Novice programmers must learn advanced, Python common modules and usage summary (the content is dry, it is recommended to collect)

When many novice programmers learn python, they always feel headaches about python modules and libraries, because there are too many! It is impossible for anyone to remember the usage of each module. Therefore, I have summarized the commonly used modules and usage here, hoping to be helpful to everyone!

The details of the benefits at the end of the article (python learning dry goods summary) are at the end of previous articles: student party benefits! Learn python computer and configure a large inventory, games and learning are correct

Table of contents

1. OS module

2. Sys module

3. XPath module

4. re module

5. Parsel module

6. Urlparse module

7. Soket module

8. Threading module

9. Types module

10. Selenium module

11. Pygame module

12、numpy

13、pandas

14、Requests

15、Beautiful Soup


1. OS module

The OS module provides convenient access to operating system functions

OS common methods (part):

os.remove() deletes a file

os.unlink() deletes a file

os.rename() renames a file

os.listdir() lists all files in the specified directory

os.getcwd() Get the current file path

os.mkdir() Create a new directory

os.rmdir() delete empty directory (delete non-empty directory, use shutil.rmtree())

os.makedirs() Create multi-level directories

os.system() Execute operating system commands

os.execvp() starts a new process

os.execvp() Execute external program script (Uinx)


2. Sys module

The SYS module provides functions for accessing variables used or maintained by the interpreter and for interacting with the interpreter.

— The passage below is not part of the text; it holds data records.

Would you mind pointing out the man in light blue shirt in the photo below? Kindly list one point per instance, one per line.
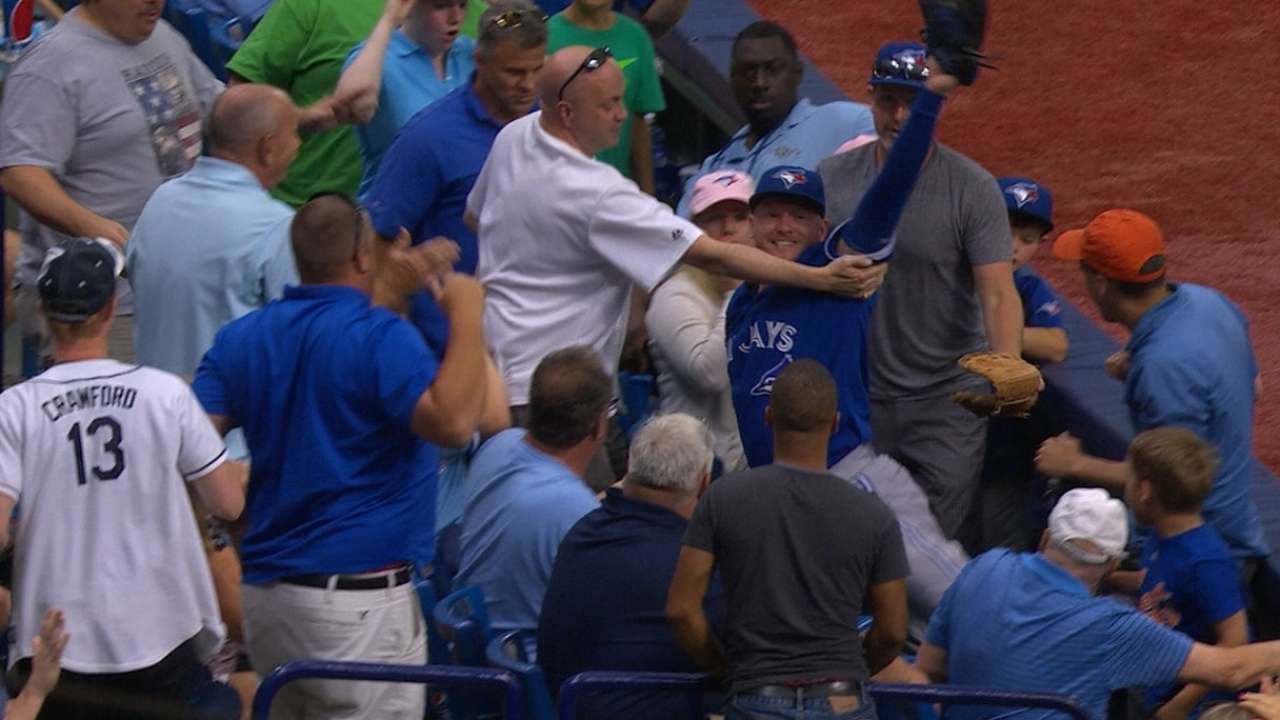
(782, 128)
(1029, 623)
(525, 488)
(420, 62)
(213, 245)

Simply put, os is responsible for the interaction between the program and the operating system, and provides the interface for the program to access the bottom layer of the operating system; sys is mainly responsible for the exchange between the program and the python parser, providing a series of functions and variables for controlling the operating environment of pyhton.

Sys common method:

sys.argv Command line parameter list, the first element is the path of the program itself

sys.modules.keys() returns a list of all imported modules

sys.exit(n) Exit the program, exit(0) when exiting normally

sys.version Get the version information of the Python interpreter

sys.platform returns the operating system platform name

sys.stdout standard output

sys.stdout.writelines() no newline output

sys.stdin standard input

sys.stdin.read() Input a line

sys.stderr error output

sys.executable Python interpreter path

sys.getwindowsversion() Get the version of Windows

3. XPath module

XPath, a language for finding information in XML documents, includes a standard library of functions. In short, xpath is a syntax for finding elements based on paths in xml documents.

xpath common terms:

Element: A tag in the document tree is an element.

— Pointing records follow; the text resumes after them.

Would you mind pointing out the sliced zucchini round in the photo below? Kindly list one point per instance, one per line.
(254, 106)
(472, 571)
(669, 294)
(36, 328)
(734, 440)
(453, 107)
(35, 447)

Node: Indicates a certain position of the xml document tree, for example / represents the root node, which represents the starting position of the document tree, and elements can also be regarded as nodes at a certain position.

Attribute: lang in <title lang="eng">Harry Potter</title> is an attribute of a certain node.

Text: Harry Potter in <title lang="eng">Harry Potter</title> is the text.

4. re module

Regular expressions (English: Regular Expression, often abbreviated as regex, regexp or RE), also known as regular expressions, regular expressions, regular expressions, and regular expressions, are a concept in computer science. A regular expression uses a single string to describe and match a series of strings that meet certain syntax rules. In many text editors, regular expressions are usually used to retrieve and replace text that matches a certain pattern. In short, regular expressions use special characters to match specific text to extract data.

Re regular expression common syntax: (part)

'^' 匹配字符串开头

‘$’ 匹配结尾

'\d' 匹配数字,等于[0-9] re.findall('\d','电话:10086')结果['1', '0', '0', '8', '6']

'\D' 匹配非数字,等于[^0-9] re.findall('\D','电话:10086')结果['电', '话', ':']

'\w' 匹配字母和数字,等于[A-Za-z0-9] re.findall('\w','alex123,./;;;')结果['a', 'l', 'e', 'x', '1', '2', '3']

'\s' 匹配空白字符 re.findall('\s','3*ds \t\n')结果[' ', '\t', '\n']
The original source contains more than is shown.